Сеня постоянно таскал на лацкане пиджачка свой любимый тёмносиний значок парашютиста, которым очень гордился. Однажды Валька Решоткин, а это был очень остроумный молодой 22-х летний отставной офицер (он откровенно говаривал, что, не желая служить нашему военному молоху, изобразил порок сердца и комиссовался, дабы защищать Отечество изнутри, а не снаружи) прицепился к Семёну, утверждая, что тот никакой ни парашютист, а самозванец. Сенька, естественно, возмутился.
— А чё возмущаться? — рассуждал Валентин. — Давай мыслить по–правовому. Если ты действительно прыгал с парашютом, то у тебя должен быть документ, удостоверяющий этот факт. Раз документа нет, значит, заправляешь…
— Не заправляю, — лениво огрызался Сенька, не сомневаясь в своей правоте.

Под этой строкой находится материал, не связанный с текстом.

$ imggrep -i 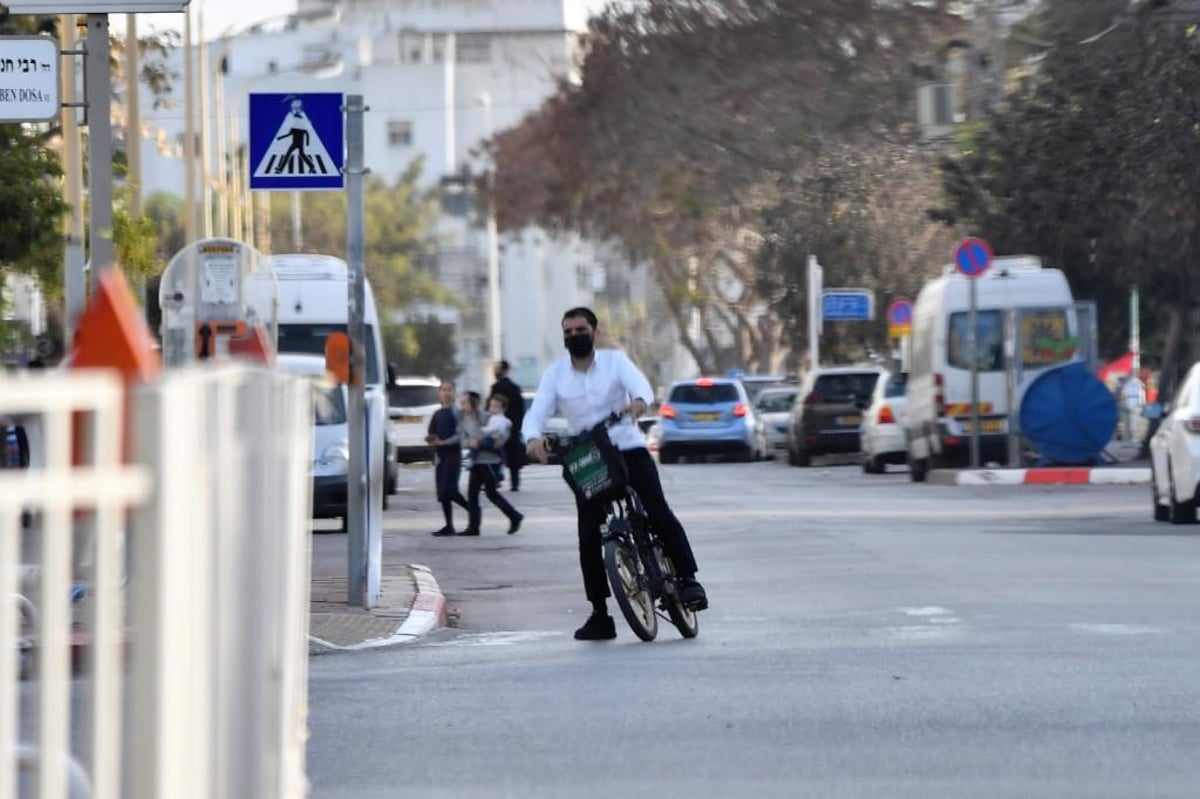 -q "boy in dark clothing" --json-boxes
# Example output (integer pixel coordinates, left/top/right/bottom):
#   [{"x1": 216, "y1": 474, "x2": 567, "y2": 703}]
[
  {"x1": 425, "y1": 380, "x2": 470, "y2": 535},
  {"x1": 488, "y1": 361, "x2": 524, "y2": 491}
]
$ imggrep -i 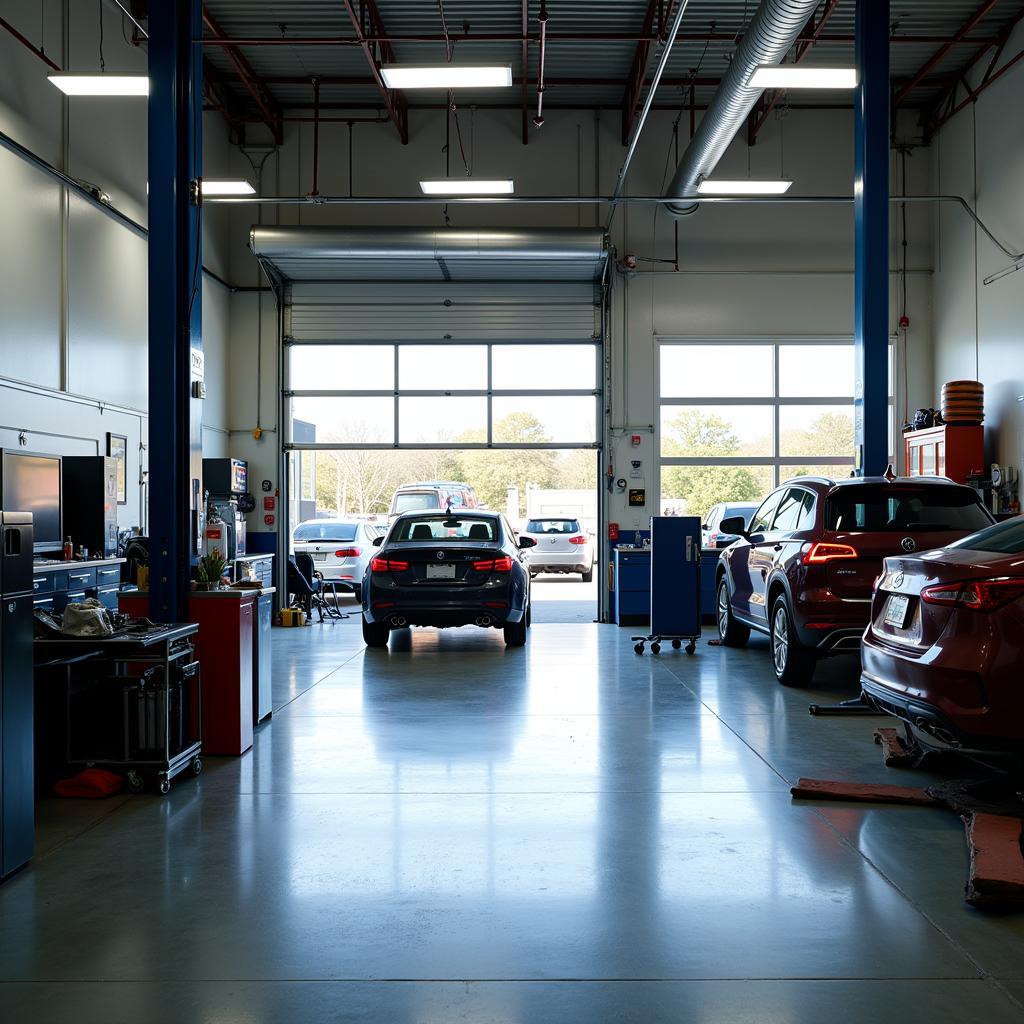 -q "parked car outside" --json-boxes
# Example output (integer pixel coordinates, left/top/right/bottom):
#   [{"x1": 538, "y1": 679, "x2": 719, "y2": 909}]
[
  {"x1": 716, "y1": 476, "x2": 992, "y2": 686},
  {"x1": 389, "y1": 480, "x2": 479, "y2": 519},
  {"x1": 362, "y1": 510, "x2": 534, "y2": 647},
  {"x1": 861, "y1": 517, "x2": 1024, "y2": 755},
  {"x1": 700, "y1": 502, "x2": 758, "y2": 548},
  {"x1": 292, "y1": 516, "x2": 387, "y2": 600},
  {"x1": 521, "y1": 516, "x2": 594, "y2": 583}
]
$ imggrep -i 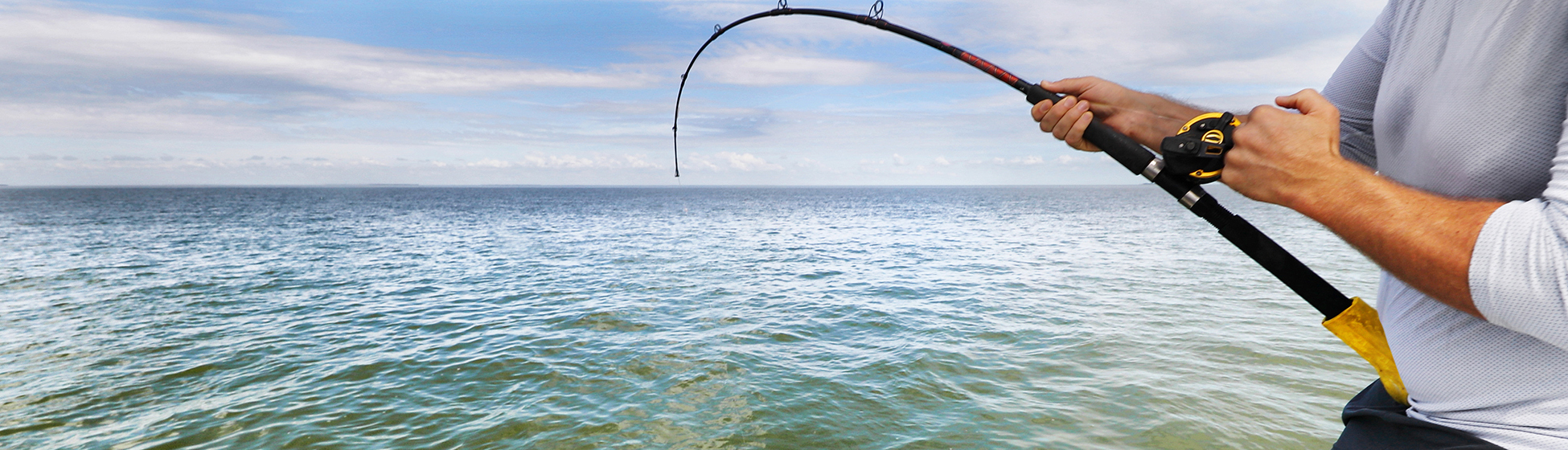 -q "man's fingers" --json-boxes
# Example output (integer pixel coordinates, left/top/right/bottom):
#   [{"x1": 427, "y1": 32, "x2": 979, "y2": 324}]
[
  {"x1": 1051, "y1": 100, "x2": 1088, "y2": 141},
  {"x1": 1028, "y1": 100, "x2": 1053, "y2": 122},
  {"x1": 1275, "y1": 89, "x2": 1339, "y2": 121},
  {"x1": 1040, "y1": 77, "x2": 1106, "y2": 96},
  {"x1": 1063, "y1": 110, "x2": 1099, "y2": 152},
  {"x1": 1040, "y1": 97, "x2": 1077, "y2": 138}
]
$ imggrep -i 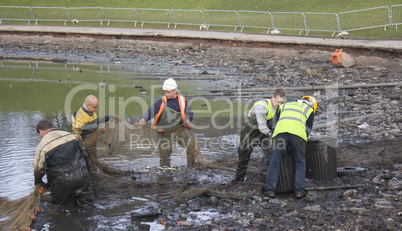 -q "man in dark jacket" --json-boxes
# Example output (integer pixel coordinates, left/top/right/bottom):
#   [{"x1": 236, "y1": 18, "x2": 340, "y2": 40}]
[
  {"x1": 71, "y1": 95, "x2": 121, "y2": 159},
  {"x1": 33, "y1": 120, "x2": 93, "y2": 205}
]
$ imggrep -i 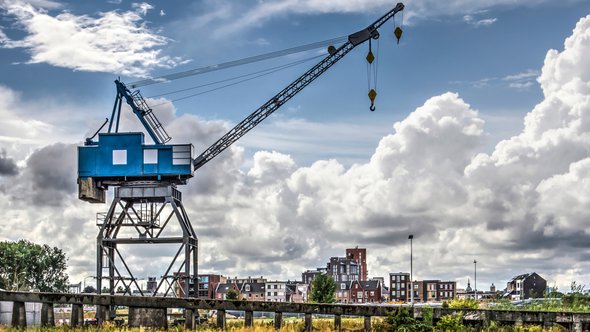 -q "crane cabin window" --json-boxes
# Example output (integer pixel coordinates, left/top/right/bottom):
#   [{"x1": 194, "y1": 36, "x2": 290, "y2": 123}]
[
  {"x1": 113, "y1": 150, "x2": 127, "y2": 165},
  {"x1": 143, "y1": 149, "x2": 158, "y2": 164}
]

Ведь такой значок парашютиста в киоске не купить…
— Ладно, тогда мы всё выясним путем запроса. Кто окажется неправ, тот поставит литр «Московской».
И он не поленился направить запрос в Запорожский аэроклуб якобы от имени первичной профсоюзной организации первого курса юрфака МГУ. Самое удивительное, что через месяц на адрес общаги пришел официальный ответ, из которого следовало, что т. Серба С. М. никогда курсантом Запорожского аэроклуба не являлся, в парашютной секции не состоял и прыжков не совершал…

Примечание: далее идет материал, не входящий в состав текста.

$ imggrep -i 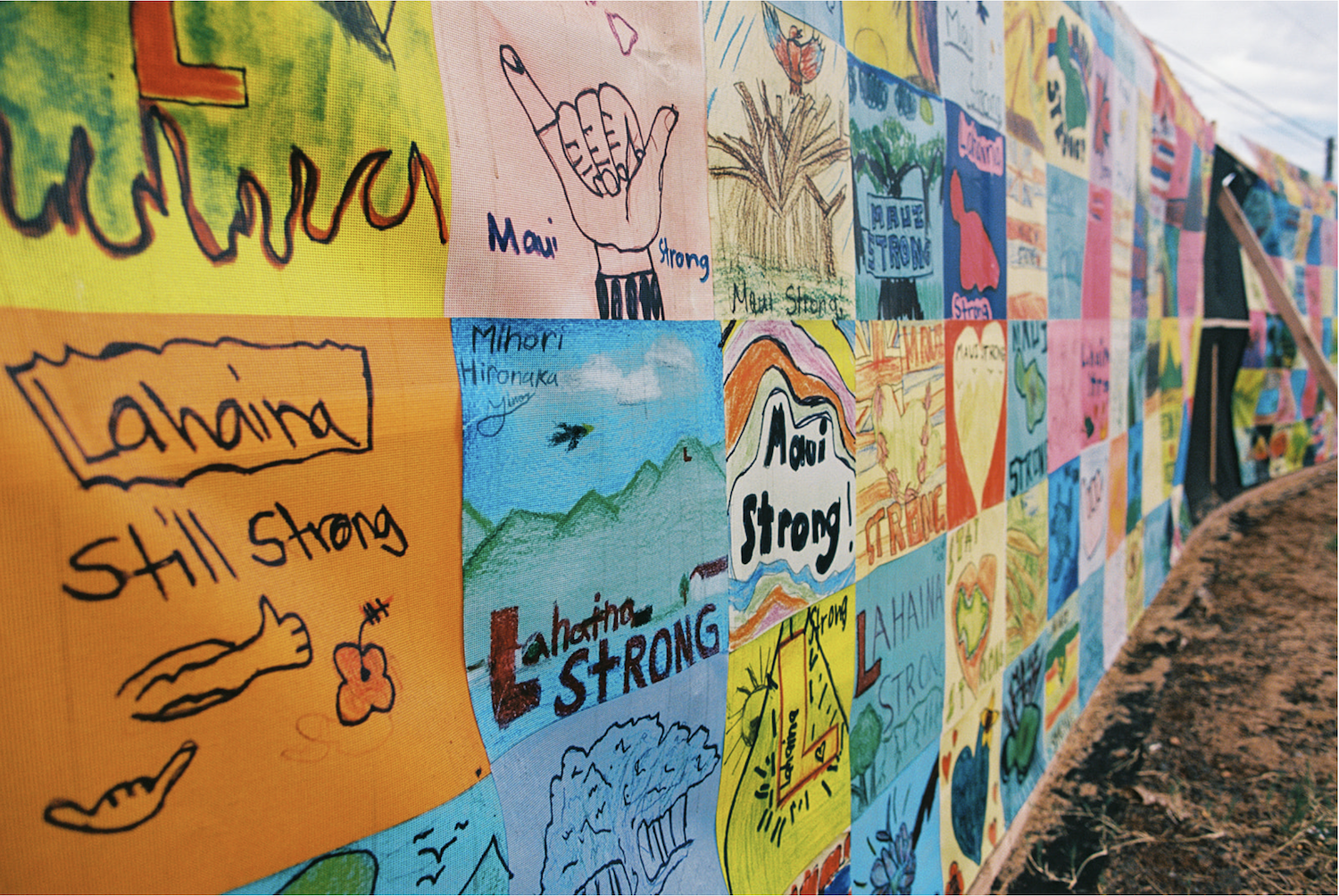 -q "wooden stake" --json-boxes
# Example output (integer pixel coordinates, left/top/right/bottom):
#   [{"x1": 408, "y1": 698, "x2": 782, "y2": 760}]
[
  {"x1": 1218, "y1": 187, "x2": 1339, "y2": 407},
  {"x1": 1210, "y1": 340, "x2": 1218, "y2": 489}
]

Серба готов был сквозь землю провалиться от стыда, но литр пришлось ставить из ближайшей стипухи. Почему пришел такой ответ, он не знал. Возможно, их выбрасывали на парашютах в порядке шефской работы или ещё как, но, увы, его подвиги аэроклуб не подтвердил. В знак протеста он продолжал носить значок. Но всё удовольствие пропало.
Зато появилось понимание того, что в нашей стране главное не сделать что–либо, а оформить документ. Если есть отчёт, что хлеба скошены, значит, так оно и есть. Никто проверять не станет. Если сдан отчет о повышении надоев на 10 процентов, значит, они действительно так высоко поднялись. Никто даже и не задумывался о том, что если сорок лет подряд повышать надои по десять процентов в год, то коровы уже, видимо, дают по пятьсот литров молока в день. И так во всем. Бывали, конечно, совсем вопиющие случаи, когда даже беспартийные начинали навзрыд смеяться, тогда власть устраивала проверку, несчастного руководителя называли очковтирателем и для порядка журили, советуя больше таких несуразных приписок не делать…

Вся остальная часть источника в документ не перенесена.